と言うか、私に迷惑をかけたという自覚自体が無い。全く、以前にも散々苦言を呈し、殴りつける思念も送ったというのに。
『私がメジューマ荒原で貴方にした事をもう忘れているのか?寵愛の詐称の度合いの件だよ。アレのせいで世界中に私の情報が行き渡る事になったし、大騒ぎになってしまっただろうが。どの程度の強さにするのか、予め伝えておけ。』
『待ってくれ。あの件はもう思念を通して私を殴ったじゃないか。その上で私はまたも殴られるのかい?少し理不尽すぎやしないかな?』
『それとこれとは話が別だ。それに、貴方はまるで悪びれた様子もないようだからな。この調子だと、似たような事をしでかしそうな気がして仕方が無いんだよ。』
『しかしねぇ、貴女は人々に称えられるべき存在だと私は思うのだから・・・。』
『何のために私が人間のフリをしていると思っているんだ。そう言うのは私の正体を公表した後で良いんだよ。今は知識や技術を気ままに取り入れるためにも、自由に行動したいんだ。』
『むぅ・・・。貴女の助けになると思うのだがね・・・。実際、今後貴女が人間の生活圏で活動する際は、滅多な事ではつまらない者から絡まれる事は無い筈だよ?』
『程度というものがあるだろう。私が言えた事では無いが、加減してくれ。今や私は行く先々で"姫"扱いだぞ?』
『実際に貴女は"姫"じゃないか。相応しい扱いをされるだけだよ。』
『だ、か、ら、それは私の事を公表した後だと言ってるだろうが!』
駄目だ。話が平行線になっている。
ルグナツァリオは、とにかく私が人間達から相応の扱いをされて欲しいと思っているようだ。今の私はそれを望んでいないというのに。
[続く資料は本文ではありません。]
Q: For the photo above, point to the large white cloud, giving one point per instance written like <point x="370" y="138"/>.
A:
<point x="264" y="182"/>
『とにかく、私に何かすると言うのなら、どういう影響があるのか細かく説明をしてくれ。いいな?』
『説明に関しては了承しよう。尤も、他に説明する事も無いと思うけどね。』
『本当に?例えば、ヴィルガレッドと戦ったあの空間、私も彼も思いっきり魔力を解放していたけど、その時の私達の魔力は世界で観測されたりしなかったかい?』
『大丈夫だよ。あの内部は隔離された空間だからね。あの空間自体が異常事態として捉えられたかもしれないが、それで貴女やヴィルガレッドに繋がるとは誰も思わないさ。』
いや、異常事態として認識されてるって、どうでもいい事のように言わないくれないか?確かにそれが私に繋がる事は無いかもしれないが、万が一という事もあるだろう。全然大丈夫じゃないじゃないか。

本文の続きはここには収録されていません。